Five months, 12 books and the security they provide

A Nissan Altima can only hold so much. And the average 35-year-old American woman probably owns more than that sedan’s capacity.

I know I do. Packing to move to Colorado presented a challenge: I didn’t know how long I’d live with my best friends before I found my own space. I needed to prepare for a change of season–perhaps seasons–and leave room in the car for me, my father and my two orange cats.

I reduced my belongings, selling some and donating others. I boxed up the rooms of my house, sorting them into a storage pile and a move-right-away pile. As I did, I faced one of the most challenging questions of the move:

Which books should I bring with me?

Heather, the aforementioned roommate, said my room had plenty of space. I should bring as many books as I wanted! But that wasn’t the issue, I reminded her. The challenge was not overfilling my car’s 116 cubic feet of space.

Some argue the books we buy say as much about us as the books we read. I don’t know if that’s true, but surely the books I packed (and the books I later acquired) reveal something of who I am. I settled on a 12-book limit; if I read them all (because I’m so good at limiting myself to what I already own, right?), I could visit the library or Book Train and replenish.

I read only one of those 12 books.

I slept with “Looking for Alaska” beside me the night I learned my sister died.

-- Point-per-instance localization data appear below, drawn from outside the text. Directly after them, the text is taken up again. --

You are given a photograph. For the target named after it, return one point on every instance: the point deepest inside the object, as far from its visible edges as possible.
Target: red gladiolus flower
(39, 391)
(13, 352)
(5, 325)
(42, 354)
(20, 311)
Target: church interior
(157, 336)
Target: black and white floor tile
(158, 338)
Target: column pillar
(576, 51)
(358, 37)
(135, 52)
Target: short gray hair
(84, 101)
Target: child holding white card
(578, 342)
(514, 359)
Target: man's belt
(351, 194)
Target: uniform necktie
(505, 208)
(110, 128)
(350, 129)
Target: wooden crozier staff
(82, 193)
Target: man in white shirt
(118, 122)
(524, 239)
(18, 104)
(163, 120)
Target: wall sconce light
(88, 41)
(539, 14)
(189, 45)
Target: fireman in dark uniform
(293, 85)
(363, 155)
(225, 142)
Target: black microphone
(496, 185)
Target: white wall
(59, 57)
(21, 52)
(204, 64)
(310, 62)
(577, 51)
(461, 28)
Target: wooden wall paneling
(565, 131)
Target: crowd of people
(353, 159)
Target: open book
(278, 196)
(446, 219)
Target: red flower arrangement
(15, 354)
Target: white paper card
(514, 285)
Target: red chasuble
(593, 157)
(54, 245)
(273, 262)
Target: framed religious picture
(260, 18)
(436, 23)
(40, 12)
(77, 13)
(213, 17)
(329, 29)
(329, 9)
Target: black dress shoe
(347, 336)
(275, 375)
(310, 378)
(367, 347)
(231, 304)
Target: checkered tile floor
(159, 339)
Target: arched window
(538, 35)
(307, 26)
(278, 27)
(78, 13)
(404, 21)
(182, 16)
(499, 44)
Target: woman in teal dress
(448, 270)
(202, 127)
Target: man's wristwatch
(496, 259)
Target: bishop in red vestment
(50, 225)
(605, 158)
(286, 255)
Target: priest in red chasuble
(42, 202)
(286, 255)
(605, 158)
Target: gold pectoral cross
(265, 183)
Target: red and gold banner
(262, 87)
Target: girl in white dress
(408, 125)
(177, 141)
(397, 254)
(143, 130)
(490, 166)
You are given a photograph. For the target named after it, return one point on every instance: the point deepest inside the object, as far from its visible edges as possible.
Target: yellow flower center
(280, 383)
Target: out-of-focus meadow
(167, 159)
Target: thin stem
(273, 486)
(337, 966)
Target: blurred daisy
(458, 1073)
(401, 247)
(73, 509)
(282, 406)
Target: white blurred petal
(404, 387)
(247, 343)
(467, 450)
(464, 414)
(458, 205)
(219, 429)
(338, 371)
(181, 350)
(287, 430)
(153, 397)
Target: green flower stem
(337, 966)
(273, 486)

It’s one of my comfort books, a go-to novel for whatever emotion I experience. But when I was ready to read, I turned instead to Joan Didion. “The Year of Magical Thinking” mirrored my experience, in some way, as Didion worked to understand the new shape of her life.

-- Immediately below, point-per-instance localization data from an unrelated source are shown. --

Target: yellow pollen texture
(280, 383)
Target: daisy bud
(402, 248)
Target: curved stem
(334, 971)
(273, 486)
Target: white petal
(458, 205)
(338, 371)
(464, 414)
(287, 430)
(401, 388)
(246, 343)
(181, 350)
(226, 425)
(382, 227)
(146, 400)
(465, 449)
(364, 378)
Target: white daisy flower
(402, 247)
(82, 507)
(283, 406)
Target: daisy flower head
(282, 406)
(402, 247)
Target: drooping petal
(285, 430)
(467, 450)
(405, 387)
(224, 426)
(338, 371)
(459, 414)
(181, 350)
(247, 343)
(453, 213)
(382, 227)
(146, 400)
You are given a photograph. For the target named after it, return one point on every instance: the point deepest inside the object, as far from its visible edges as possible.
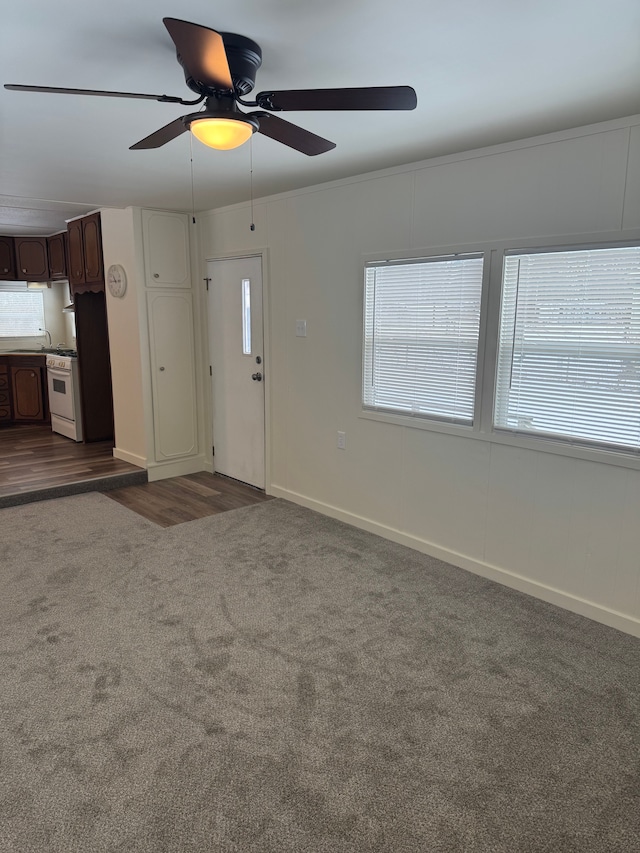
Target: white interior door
(237, 368)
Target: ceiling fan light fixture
(222, 133)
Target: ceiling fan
(221, 69)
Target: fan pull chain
(253, 225)
(193, 207)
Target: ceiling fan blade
(15, 87)
(202, 53)
(367, 98)
(162, 136)
(292, 135)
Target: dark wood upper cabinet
(57, 252)
(31, 259)
(76, 252)
(7, 259)
(92, 239)
(86, 267)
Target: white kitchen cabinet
(173, 384)
(166, 249)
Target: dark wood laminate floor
(179, 499)
(36, 464)
(33, 458)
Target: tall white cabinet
(169, 312)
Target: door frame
(263, 254)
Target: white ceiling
(484, 72)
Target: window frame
(16, 288)
(482, 428)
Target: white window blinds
(569, 346)
(421, 327)
(21, 313)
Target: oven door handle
(55, 371)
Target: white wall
(559, 527)
(127, 362)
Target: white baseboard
(132, 458)
(581, 606)
(177, 468)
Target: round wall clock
(116, 280)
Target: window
(21, 313)
(421, 328)
(569, 346)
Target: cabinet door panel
(31, 258)
(92, 240)
(166, 249)
(172, 374)
(7, 259)
(76, 252)
(56, 251)
(26, 384)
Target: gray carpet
(272, 680)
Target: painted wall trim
(442, 160)
(132, 458)
(163, 470)
(575, 604)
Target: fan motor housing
(244, 57)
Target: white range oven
(64, 395)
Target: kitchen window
(21, 312)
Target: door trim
(263, 254)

I bought many more books during the four-and-a-half months my bookcases and I were apart. I visited the library–conveniently located just behind my office–more times than I could count. I developed a habit of visiting my local bookstore when in mourning. And though my reading time now competes with my outside time, I’ve spent many hours with my nose between hundreds of pages.

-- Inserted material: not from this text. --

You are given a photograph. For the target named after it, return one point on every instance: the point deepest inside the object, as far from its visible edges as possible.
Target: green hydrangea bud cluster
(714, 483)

Now I’m again faced with the 260-plus books I own but haven’t yet read, not just the nine in that cross-country dozen. It’s comforting to be surrounded by these friends, old and new. But I look back over this list and wonder, perhaps there’s something calling me to them, now, after all.

  1. Looking for Alaska by John Green
  2. Page One: Inside the New York Times and the Future of Journalism by David Folkenflick
  3. Nothing Daunted: The Unexpected Education of Two Society Girls in the West by Dorothy Wickenden
  4. The Time Traveler’s Wife by Audrey Niffeneger
  5. Tiny Beautiful Things by Cheryl Strayed
  6. The Science of Yoga by William J. Broad
  7. My Kind of Place by Susan Orlean
  8. Love Illuminated by Daniel Jones
  9. The Improbability of Love by Hannah Rothschild
  10. Between the World and Me by Ta-nehisi Coates
  11. My Age of Anxiety by Scott Stossell
  12. The Year of Magical Thinking by Joan Didion

Yeah, and OK, I also ended up with a couple of books as gifts or books that I didn’t mean to bring just yet, but had to because I forgot to pack them. Best-laid plans and all.